With the passing of United States Supreme Court Justice Ruth Bader Ginsburg this weekend, the Court is currently dominating the news and is therefore on the minds of many of us.  Will Justice Ginsburg’s place on the bench be filled before the results of the Presidential election are known?  Only time will tell, but recent events have gotten me thinking about the important decisions that the Supreme Court has made that affect the area of estate planning.  While there are many, this article will focus on only a few.

In an October 2010 Marquette University Law School Faculty Blog post, J. Gordon Hylton opined that the most important decision the Supreme Court made affecting the law of trusts and estates was decided back in 1875.[1]  In the Nichols v. Eaton, 91 U.S. 716 (1875), case, the Court was asked to rule on the legitimacy of a spendthrift clause in a trust.  Under a spendthrift clause, the beneficiary of a trust is restricted from alienating his or her interest, either voluntarily or involuntarily.  In other words, it protects one’s beneficiaries from the claims of their creditors.  The Trust in question provided a lifetime interest for the beneficiaries but also provided limitations on the ability of creditors to reach the life interests.  The Court refused to invalidate the spendthrift provisions, paving the way for spendthrift trusts to become commonly used.

The Supreme Court’s decision in United States v.
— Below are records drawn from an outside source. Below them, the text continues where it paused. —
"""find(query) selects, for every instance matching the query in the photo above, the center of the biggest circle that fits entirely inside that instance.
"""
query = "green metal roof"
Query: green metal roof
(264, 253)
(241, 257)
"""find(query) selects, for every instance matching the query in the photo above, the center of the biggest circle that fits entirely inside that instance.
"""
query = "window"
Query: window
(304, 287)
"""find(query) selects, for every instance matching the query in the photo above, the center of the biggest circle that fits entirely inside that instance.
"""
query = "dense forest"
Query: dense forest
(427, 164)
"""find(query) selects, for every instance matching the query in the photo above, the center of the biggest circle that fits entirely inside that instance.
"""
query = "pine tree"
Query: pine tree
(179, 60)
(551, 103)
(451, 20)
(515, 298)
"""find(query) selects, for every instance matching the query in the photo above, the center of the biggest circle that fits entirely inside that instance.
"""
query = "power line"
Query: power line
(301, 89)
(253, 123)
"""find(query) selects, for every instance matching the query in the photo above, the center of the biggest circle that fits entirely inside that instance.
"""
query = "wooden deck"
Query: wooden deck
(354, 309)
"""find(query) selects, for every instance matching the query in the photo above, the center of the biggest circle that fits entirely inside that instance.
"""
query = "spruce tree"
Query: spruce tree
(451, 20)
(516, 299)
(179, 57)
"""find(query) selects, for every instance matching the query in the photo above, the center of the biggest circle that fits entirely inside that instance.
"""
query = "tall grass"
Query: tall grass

Windsor, 570 U.S. 744 (2013), radically changed estate planning for same-sex married couples.  With marriage comes certain tax privileges.  The unlimited marital deduction allows spouses to transfer as much as they want to each other, either during life or at death, without having to pay federal estate and gift taxes.  Until the Windsor decision, same-sex married couples did not get the benefit of the marital deduction.  By striking down the definition of marriage contained in the Defense of Marriage Act as between one man and one woman, the Court made many laws and regulations applicable to same-sex married couples.  Those laws and regulations having to do with estate planning include but are not limited to, portability (the ability of a surviving spouse to use the deceased spouse’s unused estate tax exemption), gift-splitting (doubling the amount you can give to each recipient annually without having to pay gift tax), the right to be the sole primary beneficiary on a company retirement plan, and the ability to rollover a deceased spouse’s IRA into one’s own.

The Court’s 2014 decision in Clark v. Rameker, 134 S. Ct. 2242 (2014), impacted how practitioners plan for the inheritance of an IRA.  In the hands of the person who contributes to an IRA, the account is typically protected for bankruptcy purposes.  However, the Court ruled that the same does not apply to someone who inherits an IRA.  In light of this decision, many estate planners now consider using a plan involving a spendthrift trust and naming the trust as the beneficiary of an IRA instead of a person.

While we have no control over the political maneuvering that will be taking place over the next several weeks, we do have control over what we can do now to properly plan for a smooth transition of our assets to our loved ones.